# Deedback option available for Scottsdale Villa Mirage- Scottsdale, AZ



## cdmunr (Mar 9, 2015)

I was just able to confirm that the deedback that I started in early January of this year was successfully completed when I found the recorded deed in the Maricopa County Recorder documents search.

After whining pretty loudly for a few years, I called this year to ask about deeding the timeshare back and the representative told me that this property WAS accepting deedbacks for timeshares that were owned free and clear. I requested one via LossMitigation@diamondresorts.com and had to essentially write a hardship letter about why I could no longer afford it. I received a confirmation email that the message had been received either the same day or next day. 

About 4 days later, I was informed via email that my request had been approved and that they would be sending me the paperwork to start the deedback shortly. We had the paperwork in about a week, we notarized it and sent it back to DRI within about 10 days of receiving the approval. Then I was able to verify that it had been recorded.

Our dues needed to be current, so it really sucked to have just paid for the entire year and started this process a few days after that. They were NOT willing to refund any portion of it, so I'd say it cost me nearly $900 or the cost of my maintenance fees for 2015. That being said, we are no longer the owners of any timeshare, which IMO, is priceless!!

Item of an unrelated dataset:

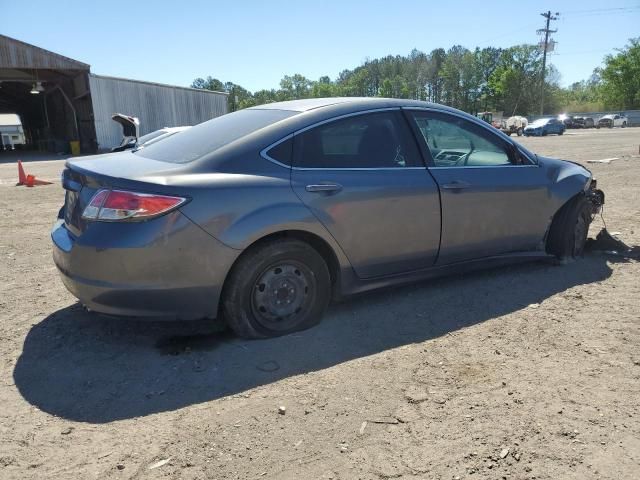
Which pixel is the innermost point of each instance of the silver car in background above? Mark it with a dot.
(263, 215)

Hope this helps others who were feeling the pinch we had been feeling for so many years. Good luck to all of you!!


----------



## Smudge (Mar 9, 2015)

cdmunr said:


> We are no longer the owners of any timeshare, which IMO, is priceless!!



Congratulations!


----------



## pedro47 (Mar 9, 2015)

Wow!!! Now that is some great news........


----------



## Kozman (Oct 11, 2015)

cdmunr said:


> I was just able to confirm that the deedback that I started in early January of this year was successfully completed when I found the recorded deed in the Maricopa County Recorder documents search.
> 
> After whining pretty loudly for a few years, I called this year to ask about deeding the timeshare back and the representative told me that this property WAS accepting deedbacks for timeshares that were owned free and clear. I requested one via LossMitigation@diamondresorts.com and had to essentially write a hardship letter about why I could no longer afford it. I received a confirmation email that the message had been received either the same day or next day.
> 
> ...



I just got my deed back documents for my ownership in Williamsburg...Greensprings and Powhatan. When I heard about deedback possibilities I jumped on it. The fees I paid when I purchased had almost quadrupled which put a real pinch on the budget. What once seemed like a great deal suddenly became a boat anchor. This is especially true since RCI stated renting out deposits. Where I could rent out the unit for the maintenance fees or a bit more I could no longer compete with RCI and their Extra Vacations and Last Calls at well below the cost of the fees. If anyone is in this same boat I recommend they go for the deed back while they are still offering. Cost is $250 per deed. Good luck.


----------